Phonics (letters and sounds)
- Phonemic approach to teaching reading and writing.
- Students identify letters and corresponding sounds.
- Teaches individual sounds in isolation.
- Also teaches proper formation of both uppercase and lowercase letters.
Heggerty
-wonderful new phonemic awareness program to help develop pre-reading skills
We hope kids start the year knowing about half of the uppercase letters. By the end of the year, we expect they know all upper and lower-case letters as well as the sounds.
Social and Emotional Learning
Before students are ready to learn, we must build a classroom community full of trust and kindness. We have spent weeks building up to this!
We use multiple programs to address to developing social emotional needs of our kindergarten students.
school-readiness skills
emotions
problem solving
Zones of Regulation
monthly character traits
Reading & Writing Workshops
Workshop Model (Lucy Calkins)
Teacher led “mini-lesson”
Guided Practice (shared reading or writing)

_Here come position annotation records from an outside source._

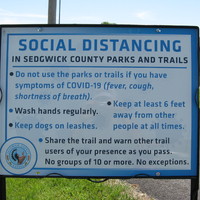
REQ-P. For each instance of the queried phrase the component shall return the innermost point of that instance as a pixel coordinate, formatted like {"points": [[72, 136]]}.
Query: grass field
{"points": [[63, 189]]}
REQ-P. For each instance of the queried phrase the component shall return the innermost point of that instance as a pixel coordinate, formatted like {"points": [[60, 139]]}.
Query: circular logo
{"points": [[18, 156]]}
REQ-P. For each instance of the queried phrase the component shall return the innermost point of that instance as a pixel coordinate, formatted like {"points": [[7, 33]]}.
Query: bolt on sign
{"points": [[99, 101]]}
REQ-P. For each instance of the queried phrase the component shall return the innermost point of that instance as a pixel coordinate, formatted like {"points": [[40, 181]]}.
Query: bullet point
{"points": [[108, 103], [10, 110], [40, 140], [10, 124]]}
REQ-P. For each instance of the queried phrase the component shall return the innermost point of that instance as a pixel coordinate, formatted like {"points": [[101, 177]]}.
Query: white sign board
{"points": [[95, 101]]}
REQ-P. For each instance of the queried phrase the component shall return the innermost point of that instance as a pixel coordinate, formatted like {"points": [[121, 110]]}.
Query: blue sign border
{"points": [[101, 30]]}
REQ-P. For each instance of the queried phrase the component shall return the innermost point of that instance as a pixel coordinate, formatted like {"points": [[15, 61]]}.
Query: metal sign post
{"points": [[2, 188]]}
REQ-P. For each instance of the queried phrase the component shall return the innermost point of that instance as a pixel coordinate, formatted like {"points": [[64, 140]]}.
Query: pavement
{"points": [[164, 189]]}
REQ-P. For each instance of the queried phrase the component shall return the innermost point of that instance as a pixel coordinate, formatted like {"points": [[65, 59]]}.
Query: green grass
{"points": [[63, 189]]}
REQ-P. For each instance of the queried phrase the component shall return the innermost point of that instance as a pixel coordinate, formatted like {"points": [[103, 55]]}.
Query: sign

Independent Practice with books (and conferences or small groups)
Share
Centers
reinforcing the mini-lesson
all pre-reading and simple handwriting skills
Reading Expectations Now: Can hold a book correctly, use pictures to talk about a book, retell a familiar story.
By the end of the year: Read sentences, comprehend stories and enjoy reading!
Writing Expectations Now: Write their name, draw simple people, begin to trace lines and letters
By the end of the year: Write simple sentences, label pictures, spell phonetically (how it sounds)
Book Bags
Book Bags
Your child has their own bag
Raz Kids- has books at your child’s level
Will start bringing books home nightly in November
Book bags should be read daily/nightly
with parents, sibling, or to stuffed animals.
Math Workshop
Eureka Math curriculum based off the Common Core.
What students are expected to do:
-Count by 1s and 10s to 100.
-Recognize and create simple 2D and 3D shapes (square, circle, triangle, rectangle, cube, cone, sphere, cylinder)
-Fluently add within 5 and know addends between 0-10 to make 10.
-Compare 2 numbers between 1 and ten (larger, smaller)
-Compose and decompose teen numbers within 20. (19 is 1 ten and 9 ones)
- Use math tools to help show thinking (manipulatives, ten frames, Rekenrek’s, and number bonds to represent numbers)
Positive Behavior Expectations
Consistently acknowledge and reward positive behavior with PAWs
Expectations are based off of our school mission statement and core values:
“Hemenway is a community of learners who are here to learn, grow, and become positive members to society”
“Hemenway tigers respect themselves, Hemenway tigers respect others, Hemenway tigers respect our school, and Hemenway tigers persevere.”